Eastern Cape’s Port Elizabeth is one of South Africa’s most attractive cities, known for its excellent beaches even before it was spruced up as a host city for last year’s World Cup.
But the inviting golden sands was but a brief blur for thousands of participants in South Africa’s Ironman competition in Nelson Mandela Bay on 10 April. While the Ironman competition is technically a triathlon, it made the Olympic version look like a walk (and ride and swim) in the park. After a 3.8 km ocean paddle, there’s a cycle of 180 km (that’s almost the distance between Seattle and Vancouver), and then a marathon-length run. All with a wild boar strapped to your back (OK, I made that last bit up).
Altogether it’s a full weekend of activities: the day before the big race, pint-sized overachievers have their chance at glory in the abridged “Ironkids” event. In the afternoon, the Corporate Triathlon Challenge gives careerists the valuable opportunity to add “triathlon” to their résumés under “hobbies”.

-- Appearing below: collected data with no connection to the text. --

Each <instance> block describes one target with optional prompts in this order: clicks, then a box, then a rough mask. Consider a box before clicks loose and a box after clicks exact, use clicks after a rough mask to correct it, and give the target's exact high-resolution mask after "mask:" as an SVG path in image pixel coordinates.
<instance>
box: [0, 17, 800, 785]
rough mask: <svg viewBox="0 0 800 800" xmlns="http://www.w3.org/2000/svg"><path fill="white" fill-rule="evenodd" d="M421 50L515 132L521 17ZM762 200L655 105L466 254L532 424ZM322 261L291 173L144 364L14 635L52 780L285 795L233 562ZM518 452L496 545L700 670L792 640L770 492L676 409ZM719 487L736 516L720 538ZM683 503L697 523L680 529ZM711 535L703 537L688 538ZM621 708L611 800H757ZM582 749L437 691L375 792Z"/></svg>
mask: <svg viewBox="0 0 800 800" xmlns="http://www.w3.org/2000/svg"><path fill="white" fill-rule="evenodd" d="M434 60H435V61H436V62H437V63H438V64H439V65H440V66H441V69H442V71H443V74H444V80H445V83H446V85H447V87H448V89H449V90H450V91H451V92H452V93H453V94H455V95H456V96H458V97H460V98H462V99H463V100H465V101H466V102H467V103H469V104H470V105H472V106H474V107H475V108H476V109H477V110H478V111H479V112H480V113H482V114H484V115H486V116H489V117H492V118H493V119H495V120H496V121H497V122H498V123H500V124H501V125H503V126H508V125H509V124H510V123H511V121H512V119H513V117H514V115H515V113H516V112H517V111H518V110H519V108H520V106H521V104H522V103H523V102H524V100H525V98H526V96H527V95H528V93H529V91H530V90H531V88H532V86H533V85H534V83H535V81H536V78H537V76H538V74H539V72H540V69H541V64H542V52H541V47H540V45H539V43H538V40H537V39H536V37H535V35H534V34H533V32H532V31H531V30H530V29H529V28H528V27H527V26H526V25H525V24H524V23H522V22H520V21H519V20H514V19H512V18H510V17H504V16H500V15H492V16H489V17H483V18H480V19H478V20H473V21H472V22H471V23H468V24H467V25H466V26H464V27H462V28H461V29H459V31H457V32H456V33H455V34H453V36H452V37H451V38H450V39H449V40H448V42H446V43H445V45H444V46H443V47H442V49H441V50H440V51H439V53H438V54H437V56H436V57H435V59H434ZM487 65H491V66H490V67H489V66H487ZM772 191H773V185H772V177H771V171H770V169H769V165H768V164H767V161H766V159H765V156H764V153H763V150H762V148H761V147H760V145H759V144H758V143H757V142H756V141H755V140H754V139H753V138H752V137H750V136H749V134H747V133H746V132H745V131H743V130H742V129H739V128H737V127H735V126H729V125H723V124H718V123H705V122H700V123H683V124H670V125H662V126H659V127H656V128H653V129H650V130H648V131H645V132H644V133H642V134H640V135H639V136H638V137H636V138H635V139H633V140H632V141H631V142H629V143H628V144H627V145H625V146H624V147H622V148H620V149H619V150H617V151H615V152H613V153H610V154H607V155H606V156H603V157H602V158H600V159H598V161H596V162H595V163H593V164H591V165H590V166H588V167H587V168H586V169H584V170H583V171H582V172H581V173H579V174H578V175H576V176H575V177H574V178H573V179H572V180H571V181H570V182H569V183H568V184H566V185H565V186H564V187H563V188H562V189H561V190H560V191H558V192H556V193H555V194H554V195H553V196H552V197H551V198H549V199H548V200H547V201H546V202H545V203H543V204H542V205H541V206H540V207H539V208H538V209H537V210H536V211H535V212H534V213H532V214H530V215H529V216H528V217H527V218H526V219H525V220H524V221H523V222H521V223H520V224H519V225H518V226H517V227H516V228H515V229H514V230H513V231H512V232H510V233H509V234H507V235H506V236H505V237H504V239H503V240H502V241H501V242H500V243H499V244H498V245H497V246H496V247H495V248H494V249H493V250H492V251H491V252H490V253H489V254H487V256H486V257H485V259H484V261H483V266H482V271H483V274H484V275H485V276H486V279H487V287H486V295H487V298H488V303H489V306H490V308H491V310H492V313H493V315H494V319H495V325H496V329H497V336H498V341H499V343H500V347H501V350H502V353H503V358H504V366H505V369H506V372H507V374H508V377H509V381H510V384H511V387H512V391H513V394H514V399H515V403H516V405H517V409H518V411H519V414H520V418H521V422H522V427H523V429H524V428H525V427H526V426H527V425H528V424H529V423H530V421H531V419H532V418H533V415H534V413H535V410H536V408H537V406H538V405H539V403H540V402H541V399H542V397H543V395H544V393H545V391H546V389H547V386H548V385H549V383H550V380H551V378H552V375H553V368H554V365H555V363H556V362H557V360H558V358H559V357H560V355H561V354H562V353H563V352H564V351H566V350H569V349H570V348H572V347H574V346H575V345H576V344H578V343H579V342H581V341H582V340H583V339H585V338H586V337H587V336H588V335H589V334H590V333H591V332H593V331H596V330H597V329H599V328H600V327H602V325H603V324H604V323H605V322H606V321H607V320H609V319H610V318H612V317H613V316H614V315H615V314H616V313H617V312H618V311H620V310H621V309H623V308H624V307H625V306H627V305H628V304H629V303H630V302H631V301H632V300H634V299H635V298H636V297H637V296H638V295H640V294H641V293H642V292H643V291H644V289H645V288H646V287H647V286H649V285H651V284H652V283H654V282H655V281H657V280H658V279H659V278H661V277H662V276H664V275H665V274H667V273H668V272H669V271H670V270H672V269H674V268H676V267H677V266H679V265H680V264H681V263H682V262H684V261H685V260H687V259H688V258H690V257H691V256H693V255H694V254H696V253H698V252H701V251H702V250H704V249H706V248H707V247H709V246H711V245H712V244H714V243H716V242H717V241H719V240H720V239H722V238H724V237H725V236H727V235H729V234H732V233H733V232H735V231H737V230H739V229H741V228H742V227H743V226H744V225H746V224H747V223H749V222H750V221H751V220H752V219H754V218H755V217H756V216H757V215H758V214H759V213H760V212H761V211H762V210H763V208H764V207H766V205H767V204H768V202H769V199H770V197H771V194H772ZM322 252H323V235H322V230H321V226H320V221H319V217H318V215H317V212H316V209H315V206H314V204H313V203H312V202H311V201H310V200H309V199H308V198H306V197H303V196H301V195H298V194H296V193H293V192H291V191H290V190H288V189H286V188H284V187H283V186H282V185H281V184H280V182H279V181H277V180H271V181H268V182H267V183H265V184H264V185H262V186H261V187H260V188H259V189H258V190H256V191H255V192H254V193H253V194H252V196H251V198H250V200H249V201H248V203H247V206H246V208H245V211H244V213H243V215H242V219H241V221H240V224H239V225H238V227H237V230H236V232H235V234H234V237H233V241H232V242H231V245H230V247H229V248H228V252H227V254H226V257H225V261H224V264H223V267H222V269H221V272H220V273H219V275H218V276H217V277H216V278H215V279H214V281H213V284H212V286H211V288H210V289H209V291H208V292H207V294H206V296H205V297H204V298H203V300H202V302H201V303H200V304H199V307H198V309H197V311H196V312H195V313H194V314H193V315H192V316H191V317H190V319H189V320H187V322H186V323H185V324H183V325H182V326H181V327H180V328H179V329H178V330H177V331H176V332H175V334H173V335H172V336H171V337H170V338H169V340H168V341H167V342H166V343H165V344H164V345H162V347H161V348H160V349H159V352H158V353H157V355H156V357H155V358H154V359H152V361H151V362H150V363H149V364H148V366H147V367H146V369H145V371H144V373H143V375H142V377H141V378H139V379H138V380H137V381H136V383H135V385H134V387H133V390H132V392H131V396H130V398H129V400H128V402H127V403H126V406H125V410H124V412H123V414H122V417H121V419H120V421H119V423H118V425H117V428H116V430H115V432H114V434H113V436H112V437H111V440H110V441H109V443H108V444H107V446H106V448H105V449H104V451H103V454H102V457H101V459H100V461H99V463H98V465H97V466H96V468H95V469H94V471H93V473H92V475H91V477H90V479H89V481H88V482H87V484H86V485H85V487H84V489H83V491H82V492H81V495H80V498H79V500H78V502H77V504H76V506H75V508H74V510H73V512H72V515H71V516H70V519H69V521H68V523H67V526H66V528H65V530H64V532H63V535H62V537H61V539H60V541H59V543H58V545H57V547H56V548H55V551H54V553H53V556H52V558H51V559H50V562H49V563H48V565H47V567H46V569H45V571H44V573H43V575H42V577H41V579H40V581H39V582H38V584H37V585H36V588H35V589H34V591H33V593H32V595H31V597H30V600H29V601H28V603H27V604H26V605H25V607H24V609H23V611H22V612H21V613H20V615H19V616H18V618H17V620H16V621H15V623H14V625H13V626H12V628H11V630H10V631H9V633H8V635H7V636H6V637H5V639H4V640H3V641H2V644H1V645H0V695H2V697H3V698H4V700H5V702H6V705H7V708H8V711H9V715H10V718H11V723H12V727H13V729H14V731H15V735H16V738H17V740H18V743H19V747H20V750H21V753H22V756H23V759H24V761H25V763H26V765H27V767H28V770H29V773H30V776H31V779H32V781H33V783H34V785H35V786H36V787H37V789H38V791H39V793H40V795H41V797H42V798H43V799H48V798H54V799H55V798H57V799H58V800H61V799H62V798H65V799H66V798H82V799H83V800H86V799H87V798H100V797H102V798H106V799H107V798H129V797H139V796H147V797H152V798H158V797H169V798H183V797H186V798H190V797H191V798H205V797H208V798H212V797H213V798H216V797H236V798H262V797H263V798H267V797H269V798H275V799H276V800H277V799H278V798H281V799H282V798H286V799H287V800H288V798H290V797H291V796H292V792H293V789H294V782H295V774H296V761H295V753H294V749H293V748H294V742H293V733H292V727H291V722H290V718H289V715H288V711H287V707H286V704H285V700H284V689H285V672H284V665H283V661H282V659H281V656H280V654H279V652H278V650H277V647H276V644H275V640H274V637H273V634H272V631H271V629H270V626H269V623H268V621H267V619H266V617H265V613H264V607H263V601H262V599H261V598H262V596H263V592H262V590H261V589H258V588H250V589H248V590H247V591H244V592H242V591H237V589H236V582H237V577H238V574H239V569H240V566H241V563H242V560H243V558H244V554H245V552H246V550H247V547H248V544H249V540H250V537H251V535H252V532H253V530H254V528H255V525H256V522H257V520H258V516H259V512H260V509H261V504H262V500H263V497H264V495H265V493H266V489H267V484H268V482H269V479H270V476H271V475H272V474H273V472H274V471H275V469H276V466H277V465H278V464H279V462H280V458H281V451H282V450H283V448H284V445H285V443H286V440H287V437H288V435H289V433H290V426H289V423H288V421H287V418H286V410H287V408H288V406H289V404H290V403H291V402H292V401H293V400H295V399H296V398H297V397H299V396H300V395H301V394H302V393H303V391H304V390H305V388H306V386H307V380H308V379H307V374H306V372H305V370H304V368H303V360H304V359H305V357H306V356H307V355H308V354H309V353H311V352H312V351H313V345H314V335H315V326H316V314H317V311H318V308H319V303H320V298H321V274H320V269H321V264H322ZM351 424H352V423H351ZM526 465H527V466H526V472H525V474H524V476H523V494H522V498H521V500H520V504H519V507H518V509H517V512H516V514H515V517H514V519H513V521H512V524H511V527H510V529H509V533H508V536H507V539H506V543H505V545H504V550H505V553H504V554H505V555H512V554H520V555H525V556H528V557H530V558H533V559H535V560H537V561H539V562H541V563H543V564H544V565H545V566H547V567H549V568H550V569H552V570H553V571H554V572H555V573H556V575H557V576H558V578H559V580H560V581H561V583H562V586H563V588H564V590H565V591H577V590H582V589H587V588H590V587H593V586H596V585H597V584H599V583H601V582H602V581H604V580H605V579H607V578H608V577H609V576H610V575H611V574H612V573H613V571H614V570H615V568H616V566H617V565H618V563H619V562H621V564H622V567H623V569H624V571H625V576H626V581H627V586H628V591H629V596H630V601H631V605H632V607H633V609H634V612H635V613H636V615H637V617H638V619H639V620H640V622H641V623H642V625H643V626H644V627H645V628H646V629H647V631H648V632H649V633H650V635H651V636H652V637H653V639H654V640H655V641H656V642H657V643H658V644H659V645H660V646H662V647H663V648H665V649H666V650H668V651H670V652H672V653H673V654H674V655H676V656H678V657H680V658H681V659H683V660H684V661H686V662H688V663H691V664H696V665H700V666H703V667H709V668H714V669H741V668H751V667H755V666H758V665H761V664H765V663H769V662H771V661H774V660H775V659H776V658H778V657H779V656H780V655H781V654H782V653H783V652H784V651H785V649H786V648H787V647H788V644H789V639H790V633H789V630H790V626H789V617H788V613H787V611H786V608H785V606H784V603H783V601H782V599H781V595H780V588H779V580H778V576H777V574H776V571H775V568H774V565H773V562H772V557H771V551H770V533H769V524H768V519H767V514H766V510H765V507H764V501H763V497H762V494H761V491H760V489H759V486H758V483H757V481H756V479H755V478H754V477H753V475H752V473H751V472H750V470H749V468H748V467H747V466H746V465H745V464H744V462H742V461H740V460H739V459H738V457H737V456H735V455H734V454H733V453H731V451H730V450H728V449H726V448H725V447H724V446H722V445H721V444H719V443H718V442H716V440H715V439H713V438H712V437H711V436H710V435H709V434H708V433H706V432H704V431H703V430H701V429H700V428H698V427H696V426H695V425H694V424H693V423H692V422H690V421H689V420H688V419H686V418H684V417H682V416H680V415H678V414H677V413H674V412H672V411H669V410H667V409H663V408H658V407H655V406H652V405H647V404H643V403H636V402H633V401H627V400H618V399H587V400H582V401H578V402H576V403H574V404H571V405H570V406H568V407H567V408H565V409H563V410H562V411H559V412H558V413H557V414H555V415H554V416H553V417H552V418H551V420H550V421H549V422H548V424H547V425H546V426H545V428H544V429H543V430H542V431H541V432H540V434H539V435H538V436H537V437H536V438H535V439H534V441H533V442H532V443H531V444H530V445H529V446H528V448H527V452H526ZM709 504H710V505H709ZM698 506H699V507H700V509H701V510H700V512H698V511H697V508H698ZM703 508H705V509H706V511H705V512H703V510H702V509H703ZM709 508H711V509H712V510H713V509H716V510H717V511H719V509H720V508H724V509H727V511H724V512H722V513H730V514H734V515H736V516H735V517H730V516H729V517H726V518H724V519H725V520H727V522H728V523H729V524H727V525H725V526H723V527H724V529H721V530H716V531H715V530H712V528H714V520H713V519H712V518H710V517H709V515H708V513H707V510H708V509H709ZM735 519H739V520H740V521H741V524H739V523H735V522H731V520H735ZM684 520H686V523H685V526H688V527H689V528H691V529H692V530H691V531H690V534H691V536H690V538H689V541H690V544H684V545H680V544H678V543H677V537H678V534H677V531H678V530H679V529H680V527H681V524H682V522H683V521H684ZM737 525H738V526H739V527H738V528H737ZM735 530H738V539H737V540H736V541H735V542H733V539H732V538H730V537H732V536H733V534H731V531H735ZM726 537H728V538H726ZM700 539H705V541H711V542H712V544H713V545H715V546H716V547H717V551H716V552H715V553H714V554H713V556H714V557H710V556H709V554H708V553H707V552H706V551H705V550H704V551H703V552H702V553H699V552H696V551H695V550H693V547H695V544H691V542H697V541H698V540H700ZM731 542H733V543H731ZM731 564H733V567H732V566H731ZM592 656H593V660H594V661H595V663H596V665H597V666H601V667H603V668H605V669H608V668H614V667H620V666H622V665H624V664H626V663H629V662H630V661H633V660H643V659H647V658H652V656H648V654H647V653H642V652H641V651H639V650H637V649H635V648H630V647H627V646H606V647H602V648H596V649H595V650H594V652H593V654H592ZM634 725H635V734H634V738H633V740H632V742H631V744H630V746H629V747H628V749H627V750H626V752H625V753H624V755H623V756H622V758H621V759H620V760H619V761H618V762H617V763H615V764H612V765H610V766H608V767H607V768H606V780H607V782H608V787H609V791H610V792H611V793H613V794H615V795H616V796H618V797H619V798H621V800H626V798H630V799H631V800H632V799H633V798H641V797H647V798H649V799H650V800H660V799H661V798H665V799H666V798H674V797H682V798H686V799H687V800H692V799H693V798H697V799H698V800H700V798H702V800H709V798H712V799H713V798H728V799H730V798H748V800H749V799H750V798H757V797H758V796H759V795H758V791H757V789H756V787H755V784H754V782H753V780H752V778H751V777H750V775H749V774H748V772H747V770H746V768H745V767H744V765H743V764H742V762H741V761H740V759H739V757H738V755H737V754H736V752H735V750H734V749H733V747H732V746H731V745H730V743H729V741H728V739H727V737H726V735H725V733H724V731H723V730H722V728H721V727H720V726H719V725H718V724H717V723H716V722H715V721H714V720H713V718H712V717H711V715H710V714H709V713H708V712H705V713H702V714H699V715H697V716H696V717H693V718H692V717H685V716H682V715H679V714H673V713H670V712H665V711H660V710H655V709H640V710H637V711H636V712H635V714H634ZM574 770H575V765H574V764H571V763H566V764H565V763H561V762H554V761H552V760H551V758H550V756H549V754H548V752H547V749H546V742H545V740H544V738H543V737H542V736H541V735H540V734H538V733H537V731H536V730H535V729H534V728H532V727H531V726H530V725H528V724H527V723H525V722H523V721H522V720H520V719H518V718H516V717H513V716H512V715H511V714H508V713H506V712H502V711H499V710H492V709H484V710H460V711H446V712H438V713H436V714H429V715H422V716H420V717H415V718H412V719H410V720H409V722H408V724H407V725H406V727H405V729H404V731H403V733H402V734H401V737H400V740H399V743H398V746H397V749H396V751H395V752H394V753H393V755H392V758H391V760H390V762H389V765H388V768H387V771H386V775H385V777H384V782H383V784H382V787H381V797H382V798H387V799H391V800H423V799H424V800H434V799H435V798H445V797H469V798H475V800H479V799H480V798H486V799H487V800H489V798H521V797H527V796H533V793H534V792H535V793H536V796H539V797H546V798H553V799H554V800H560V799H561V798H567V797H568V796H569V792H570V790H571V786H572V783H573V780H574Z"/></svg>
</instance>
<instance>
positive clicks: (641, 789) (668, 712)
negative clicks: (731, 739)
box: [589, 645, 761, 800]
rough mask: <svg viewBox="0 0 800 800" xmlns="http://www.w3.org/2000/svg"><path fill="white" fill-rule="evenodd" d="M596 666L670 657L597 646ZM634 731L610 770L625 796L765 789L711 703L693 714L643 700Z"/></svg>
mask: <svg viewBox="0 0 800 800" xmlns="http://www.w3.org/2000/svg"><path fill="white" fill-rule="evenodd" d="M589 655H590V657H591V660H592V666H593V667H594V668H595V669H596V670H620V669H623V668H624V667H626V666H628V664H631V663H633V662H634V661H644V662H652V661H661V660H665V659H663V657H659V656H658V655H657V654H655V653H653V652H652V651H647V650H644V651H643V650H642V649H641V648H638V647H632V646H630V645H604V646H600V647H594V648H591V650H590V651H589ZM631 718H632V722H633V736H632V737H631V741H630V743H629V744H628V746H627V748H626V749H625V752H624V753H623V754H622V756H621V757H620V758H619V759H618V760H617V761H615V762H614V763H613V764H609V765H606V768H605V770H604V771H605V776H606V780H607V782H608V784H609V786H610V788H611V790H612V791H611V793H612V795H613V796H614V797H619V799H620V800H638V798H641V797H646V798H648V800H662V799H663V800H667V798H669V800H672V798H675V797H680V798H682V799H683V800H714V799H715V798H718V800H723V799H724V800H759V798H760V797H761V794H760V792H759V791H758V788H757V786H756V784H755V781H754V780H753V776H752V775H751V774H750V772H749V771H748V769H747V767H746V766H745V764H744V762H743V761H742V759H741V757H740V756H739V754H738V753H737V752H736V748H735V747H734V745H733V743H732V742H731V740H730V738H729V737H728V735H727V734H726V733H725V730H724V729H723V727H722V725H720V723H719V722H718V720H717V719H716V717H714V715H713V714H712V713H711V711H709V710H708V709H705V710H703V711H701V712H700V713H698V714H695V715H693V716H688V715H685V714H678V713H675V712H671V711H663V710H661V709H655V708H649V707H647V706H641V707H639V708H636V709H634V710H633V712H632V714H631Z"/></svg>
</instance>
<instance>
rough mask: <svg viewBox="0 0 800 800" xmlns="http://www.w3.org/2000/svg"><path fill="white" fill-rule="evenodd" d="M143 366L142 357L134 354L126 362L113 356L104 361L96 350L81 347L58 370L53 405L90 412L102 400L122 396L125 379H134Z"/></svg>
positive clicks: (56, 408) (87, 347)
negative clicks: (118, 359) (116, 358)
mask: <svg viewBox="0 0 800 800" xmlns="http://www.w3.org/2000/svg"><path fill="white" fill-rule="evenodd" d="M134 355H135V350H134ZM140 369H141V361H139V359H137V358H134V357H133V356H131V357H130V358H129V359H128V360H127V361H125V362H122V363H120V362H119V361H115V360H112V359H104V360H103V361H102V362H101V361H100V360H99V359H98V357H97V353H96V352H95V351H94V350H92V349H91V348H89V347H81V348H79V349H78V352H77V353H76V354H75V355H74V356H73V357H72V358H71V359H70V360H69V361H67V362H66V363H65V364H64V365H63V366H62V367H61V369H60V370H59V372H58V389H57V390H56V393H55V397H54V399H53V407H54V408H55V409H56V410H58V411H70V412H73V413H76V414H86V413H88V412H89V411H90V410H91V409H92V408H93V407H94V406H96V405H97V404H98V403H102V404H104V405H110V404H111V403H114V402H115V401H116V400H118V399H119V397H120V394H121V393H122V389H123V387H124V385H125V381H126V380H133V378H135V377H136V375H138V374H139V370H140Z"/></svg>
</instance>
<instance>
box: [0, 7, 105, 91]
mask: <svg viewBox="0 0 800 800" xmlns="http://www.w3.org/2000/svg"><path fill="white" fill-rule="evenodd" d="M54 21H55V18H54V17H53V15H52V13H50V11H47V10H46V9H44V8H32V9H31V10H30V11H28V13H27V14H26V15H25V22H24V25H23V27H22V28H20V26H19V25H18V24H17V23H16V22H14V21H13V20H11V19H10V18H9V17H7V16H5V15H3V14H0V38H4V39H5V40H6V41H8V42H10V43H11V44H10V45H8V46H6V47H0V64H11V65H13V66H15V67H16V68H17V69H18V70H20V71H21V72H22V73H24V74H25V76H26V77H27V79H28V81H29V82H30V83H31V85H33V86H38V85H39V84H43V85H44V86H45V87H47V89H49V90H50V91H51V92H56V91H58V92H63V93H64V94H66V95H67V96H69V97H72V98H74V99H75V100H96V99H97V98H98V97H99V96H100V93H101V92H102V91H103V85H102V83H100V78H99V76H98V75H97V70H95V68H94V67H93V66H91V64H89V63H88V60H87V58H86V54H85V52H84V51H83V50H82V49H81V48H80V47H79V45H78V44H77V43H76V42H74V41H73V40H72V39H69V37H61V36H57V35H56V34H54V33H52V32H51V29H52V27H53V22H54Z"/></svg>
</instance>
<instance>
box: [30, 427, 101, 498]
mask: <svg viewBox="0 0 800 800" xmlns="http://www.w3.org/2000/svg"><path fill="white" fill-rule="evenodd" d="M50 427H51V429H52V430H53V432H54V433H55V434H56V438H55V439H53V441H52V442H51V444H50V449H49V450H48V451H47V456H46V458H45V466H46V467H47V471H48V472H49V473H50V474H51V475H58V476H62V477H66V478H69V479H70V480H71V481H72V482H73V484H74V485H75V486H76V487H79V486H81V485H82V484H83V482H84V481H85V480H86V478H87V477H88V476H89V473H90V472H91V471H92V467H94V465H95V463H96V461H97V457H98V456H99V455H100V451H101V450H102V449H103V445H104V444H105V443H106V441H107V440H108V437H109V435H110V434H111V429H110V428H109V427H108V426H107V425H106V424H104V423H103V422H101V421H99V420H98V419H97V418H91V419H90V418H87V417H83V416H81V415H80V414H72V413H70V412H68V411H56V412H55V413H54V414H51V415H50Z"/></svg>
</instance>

Despite the name, women have been competing since the very first Ironman event in Hawaii in 1978. The Ironman’s extensive course offers numerous vantage points from which to witness the lean, sweaty hordes, and traditional dancers will entertain, traditionally. But if you’re thinking “well actually, I’m more the cerebral type”, stick around until 27 April, Poindexter. That’s when Nelson Mandela Bay hosts the South African chess championships, a six-day event with separate men’s and women’s events.
Hang on…what? Since when has chess been a contact sport?